Vertical line at the end of a CDF histogram using matplotlib

An alternative way to plot a CDF would be as follows (in my example, X is a bunch of samples drawn from the unit normal):

import numpy as np
import matplotlib.pyplot as plt

X = np.random.randn(10000)
n = np.arange(1,len(X)+1) / np.float(len(X))
Xs = np.sort(X)
fig, ax = plt.subplots()
ax.step(Xs,n) 

enter image description here


I needed a solution where I would not need to alter the rest of my code (using plt.hist(...) or, with pandas, dataframe.plot.hist(...)) and that I could reuse easily many times in the same jupyter notebook.

I now use this little helper function to do so:

def fix_hist_step_vertical_line_at_end(ax):
    axpolygons = [poly for poly in ax.get_children() if isinstance(poly, mpl.patches.Polygon)]
    for poly in axpolygons:
        poly.set_xy(poly.get_xy()[:-1])

Which can be used like this (without pandas):

import numpy as np
import matplotlib as mpl
import matplotlib.pyplot as plt

X = np.sort(np.random.randn(1000))

fig, ax = plt.subplots()
plt.hist(X, bins=100, cumulative=True, density=True, histtype='step')

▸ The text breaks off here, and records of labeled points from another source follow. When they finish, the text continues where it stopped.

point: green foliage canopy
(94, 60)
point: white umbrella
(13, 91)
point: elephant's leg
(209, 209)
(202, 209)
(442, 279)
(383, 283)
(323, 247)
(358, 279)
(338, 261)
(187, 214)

fix_hist_step_vertical_line_at_end(ax)

Or like this (with pandas):

import numpy as np
import pandas as pd
import matplotlib as mpl
import matplotlib.pyplot as plt

df = pd.DataFrame(np.random.randn(1000))

fig, ax = plt.subplots()
ax = df.plot.hist(ax=ax, bins=100, cumulative=True, density=True, histtype='step', legend=False)

fix_hist_step_vertical_line_at_end(ax)

result

This works well even if you have multiple cumulative density histograms on the same axes.

Warning: this may not lead to the wanted results if your axes contain other patches falling under the mpl.patches.Polygon category. That was not my case so I prefer using this little helper function in my plots.